План, которому я следовал в рисунке, был более обязанным Диего Ривере и искусству советского плаката, чем муралистам Ренессанса. Стены кишели фигурами, все двигались в сторону центра, который занимал весь купол, и который я еще не был в состоянии концептуализировать — я чувствовал, что этот образ естественно возникнет, как побочный продукт моих усилий. Положить наброски на стены заняло три месяца по двенадцать часов в день, и я оценил, что, если все делать должным образом, работа до завершения займет год. Была вероятность, что я до того уйду из Алмазной Отмели, и осознание этого, когда я начал писать, волшебным образом подействовало на мое зрение; движимый мыслью закончить в короткое время, я работал по пятнадцать и семнадцать часов в день.

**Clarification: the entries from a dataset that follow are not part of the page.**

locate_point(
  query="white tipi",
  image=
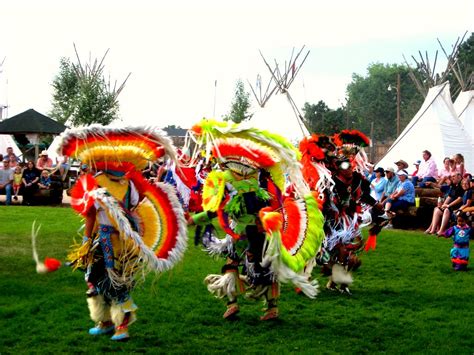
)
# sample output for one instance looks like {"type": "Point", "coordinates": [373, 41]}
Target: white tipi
{"type": "Point", "coordinates": [280, 115]}
{"type": "Point", "coordinates": [435, 127]}
{"type": "Point", "coordinates": [464, 106]}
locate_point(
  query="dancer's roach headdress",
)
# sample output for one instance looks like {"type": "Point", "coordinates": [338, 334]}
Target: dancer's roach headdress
{"type": "Point", "coordinates": [315, 151]}
{"type": "Point", "coordinates": [244, 149]}
{"type": "Point", "coordinates": [351, 143]}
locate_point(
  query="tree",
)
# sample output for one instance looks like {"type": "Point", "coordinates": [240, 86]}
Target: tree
{"type": "Point", "coordinates": [240, 104]}
{"type": "Point", "coordinates": [82, 96]}
{"type": "Point", "coordinates": [368, 100]}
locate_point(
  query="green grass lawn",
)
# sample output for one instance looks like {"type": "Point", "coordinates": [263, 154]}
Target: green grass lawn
{"type": "Point", "coordinates": [406, 299]}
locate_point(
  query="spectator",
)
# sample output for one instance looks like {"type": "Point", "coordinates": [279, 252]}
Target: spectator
{"type": "Point", "coordinates": [391, 184]}
{"type": "Point", "coordinates": [377, 186]}
{"type": "Point", "coordinates": [402, 198]}
{"type": "Point", "coordinates": [444, 173]}
{"type": "Point", "coordinates": [369, 173]}
{"type": "Point", "coordinates": [417, 166]}
{"type": "Point", "coordinates": [17, 182]}
{"type": "Point", "coordinates": [459, 164]}
{"type": "Point", "coordinates": [428, 170]}
{"type": "Point", "coordinates": [442, 214]}
{"type": "Point", "coordinates": [44, 162]}
{"type": "Point", "coordinates": [461, 234]}
{"type": "Point", "coordinates": [31, 176]}
{"type": "Point", "coordinates": [45, 181]}
{"type": "Point", "coordinates": [401, 165]}
{"type": "Point", "coordinates": [10, 153]}
{"type": "Point", "coordinates": [466, 197]}
{"type": "Point", "coordinates": [6, 180]}
{"type": "Point", "coordinates": [13, 161]}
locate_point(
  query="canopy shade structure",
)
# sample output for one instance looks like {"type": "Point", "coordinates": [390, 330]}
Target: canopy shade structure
{"type": "Point", "coordinates": [435, 127]}
{"type": "Point", "coordinates": [31, 121]}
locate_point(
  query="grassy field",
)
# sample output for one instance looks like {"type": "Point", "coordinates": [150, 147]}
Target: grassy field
{"type": "Point", "coordinates": [406, 299]}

Свисая на лямках с подмосток, скрючиваясь, вынужденный находиться в неестественных позах, я получил понимание тех физических несчастий, которые претерпел Микеланджело, пока писал Сикстинскую капеллу. Каждую ночь после работы я пытался стряхнуть ноющую боль, прогуливаясь по полуподвалам тюрьмы, и именно во время одной из таких прогулок я повстречался я перышками.
В тюрьме секс является всепоглощающей мыслью, темой бесконечно обсуждаемой, и с моих самых ранних дней в Алмазной Отмели перышки рекомендовались как приятная альтернатива самоудовлетворению. Новое крыло, как говорилось, будет населено как мужчинами, так и женщинами, поэтому закончится единственное неестественное ограничение тюремной жизни, и многие считали, что перышки в конечном счете станут этими женщинами, развившись как и все мы — в свою идеальную форму. Даже сейчас, говорил Кози, перышки превосходят секс, доступный в других тюрьмах. «Это совсем не то, что трахать парня», сказал он. «Это чувствуется, ну знаешь, полный окей.»
«Это похоже, как трахаешь женщину?», спросил я.
Он поколебался и сказал: «Что-то вроде.»
«Что-то вроде, это не для меня.»
«Единственная причина, по которой они отличаются, это оттого что про них думаешь, что они не женщины.»
«Ну да, хорошо. Но я — мимо. Не хочу думать, что меня обманывают.»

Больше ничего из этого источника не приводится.